Meeting the Grannies
They call grannies “vo-vo” in Mozambique (it’s “gogo” in South Africa). However they are known, these grannies are being left holding their children’s babies as a near whole generation of adults has succumb to HIV/AIDS. Susannah in Gondola now cares for the five children of her two late daughters at a time of life when she might have expected to be cared for herself in her old age. 2-year-old Maria just giggled and smiled the whole time I was with the family; her brother Juinio is less fortunate, having infections and a lethargy so alien to a normal 5-year-old boy. Here American nurses on Hands at Work’s gap year programme “Footprints”, sat with the children, spoke gently with Susannah, took medical notes and administered the first dose of antibiotics to Juinio. Both children are HIV positive.
Inspiration
So how can I be inspired by this scene? Carlos and his volunteers are creating a community care site at Rubatano, offering food and medication distribution, counselling, pre-school activities, and ARV (anti-retroviral drug) support groups; there is an agricultural site of poultry farming and vegetable gardens where project workers teach farm skills to orphans to enhance sustainability and food security.

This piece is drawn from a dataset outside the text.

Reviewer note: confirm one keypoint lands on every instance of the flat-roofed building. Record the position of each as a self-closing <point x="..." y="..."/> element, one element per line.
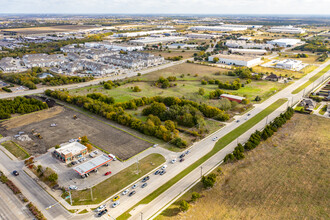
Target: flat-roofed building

Have you had a conservatory built or double glazing installed recently? Rubatano Centre can be built and fully equipped for less than £12,000 and will serve the 26,000 people of Gondola. Or put it another way, a monthly food parcel distributed to orphans or patients costs £ 7.
I am inspired because I know that people around the world care deeply about the Susannahs, Juinios, and Augustines if only they get to know about their plight. Hands at Work in Africa cares for 15,000 OVC’s with a target of 100,000 by 2010. It works through churches, schools, organisations and groups of friends to tell people about Rubatano, Masoyi and its other projects; about the volunteers who care enough about their neighbours to devote a few days a week to them; about the simple things that can make so much difference to a shivering orphan in the middle of Mozambique, or an elderly man who struggles to breathe in a windswept wasteland in north east South Africa.
“Tell the people…”
I asked Carlos what he wanted me to do when I returned to Britain: “Tell people in the UK we are so thankful for being touched and remembered by them,” he said. “Go and speak the voice of the orphan in Mozambique, the voice of the patient, the voice of the volunteer”.
Their message is one that inspires and uplifts in the face of a terrible problem, and is simple for anyone who hears it: listen, care, act.